1

I am building a C++ open addressing Hash Table. It consists of an array of:

struct KeyValue {
    K key;
    V value;
}

with the type Key having two special elements: empty and tombstone. The first one is used to note that the slot is free, and the second one is used to note that the slot has been used but later deleted (it is necessary for probing).

The main challenge is to design an efficient API for this structure. I want to minimize the number of times a key is hashed and a slot is looked for.

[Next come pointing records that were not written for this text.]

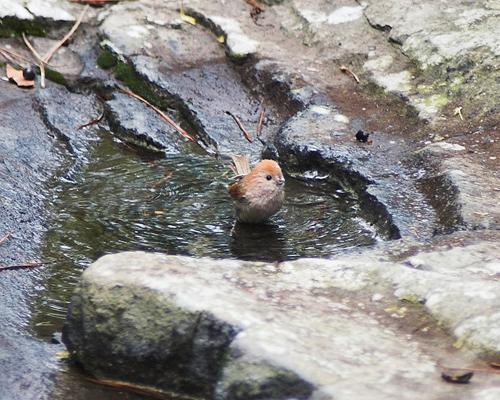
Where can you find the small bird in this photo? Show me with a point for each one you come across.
(259, 192)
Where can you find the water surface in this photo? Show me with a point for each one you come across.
(178, 204)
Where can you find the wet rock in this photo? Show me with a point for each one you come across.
(135, 122)
(319, 143)
(63, 112)
(206, 93)
(301, 329)
(29, 157)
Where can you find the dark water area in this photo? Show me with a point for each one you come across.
(177, 204)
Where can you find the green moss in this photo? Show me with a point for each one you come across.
(10, 26)
(55, 76)
(128, 77)
(107, 60)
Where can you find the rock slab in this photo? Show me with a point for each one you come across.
(308, 329)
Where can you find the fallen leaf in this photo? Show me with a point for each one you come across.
(63, 354)
(463, 378)
(187, 18)
(458, 111)
(17, 76)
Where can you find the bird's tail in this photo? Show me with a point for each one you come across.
(240, 166)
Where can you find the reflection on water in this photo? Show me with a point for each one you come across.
(179, 205)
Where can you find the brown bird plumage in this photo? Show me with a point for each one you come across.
(260, 192)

So far, I have the following API which I find unsafe:

// Return the slot index if the key is in the table
// or a slot index where I can construct the KeyValue
// if the key is not here (or -1 if there is no slot
// available and the insertion of such a key would
// need to grow the hash table)
int search(const K& key)

// Tells if the slot is empy (or if i == -1)
bool empty(int i)

// Construct a KeyValue in the HashTable in the slot i
// which has been found by search. The i might be changed
// if the table needs to grow.
void insert(const K& key, const V& value, int& i)

// Accessors for a slot i which is occupied
const V& value(int i);

Note that the table also have classic functions such as

void insert(const K& key, const V& value)

which computes the hash, search for a slot, and insert the pair into the table. But I want to concentrate here on the interface that allows a programmer to make a very efficient use of the table.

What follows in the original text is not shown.